Nascido no Rio de Janeiro, Fernando Mendes Vianna (1933-2006) foi poeta e tradutor de poesia. Diplomado em direito, transferiu-se para Brasília logo após a inauguração da cidade, em 1961. Trabalhou no Senado, como redator dos anais e documentos parlamentares e também colaborou em jornais e periódicos.


Na poesia, Fernando Mendes Vianna estreou em 1958, com o livro Marinheiro no Tempo e a Construção do Caos. Publicou, em seguida, A Chave e a Pedra (1960); Proclamação do Barro (1964); O Silfo-Hipogrifo (1972); Embarcado em Seco (1978); Marinheiro no Tempo – Antologia (1986); Ah, o Último Paraíso (1998); Antologia Pessoal (2001); e A Rosa Anfractuosa (2004). Há ainda livros de ensaios, participações em antologias e traduções de clássicos espanhóis.


Os poemas selecionados para a miniantologia ao lado foram extraídos da antologia Marinheiro no Tempo. O crítico José Guilherme Merquior (1941-1991) destaca em Mendes Vianna a condição de “poeta-pensador”. Diz também, referindo-se à coletânea Proclamação do Barro, que o poeta carioca produz “poesia de quem ama pensar, e ama o sentimento forte que traz pensar”.


Esta é talvez a característica que perpassa toda a poesia de Mendes Vianna. Mas se nos primeiros livros seu pensamento era mais metafísico, o poeta, a partir de Proclamação do Barro, vai se aproximando de um pensamento mais social. O poema homônimo, que dá título ao livro, é talvez sua página mais conhecida.

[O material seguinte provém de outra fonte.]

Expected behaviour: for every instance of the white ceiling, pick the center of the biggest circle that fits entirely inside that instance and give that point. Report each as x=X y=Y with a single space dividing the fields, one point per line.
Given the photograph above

Num texto curto, de apenas sete versos, Fernando Mendes Vianna declara, enfaticamente, nossa condição de filhos do barro, sem fazer nenhuma concessão ou idealização romântica ou religiosa. Desse modo, ele vê o elemento de que somos feitos “sitiado pelo sangue e pelo escarro”. Mas, ao mesmo tempo, nos conclama a “levantar o brilho desse astro” (a terra, o barro) e tirar proveito de sermos argila e não “estátuas prontas de alabastro”.


Ou seja, não somos pedra, e isso nos confere a vantagem de sermos constituídos de um material maleável. Reside aí a chance de nos moldarmos, remodelarmos, transformando o barro que somos e a terra onde vivemos num lugar mais habitável para todos. “Gente é pra brilhar”, com lembra a canção de Caetano Veloso.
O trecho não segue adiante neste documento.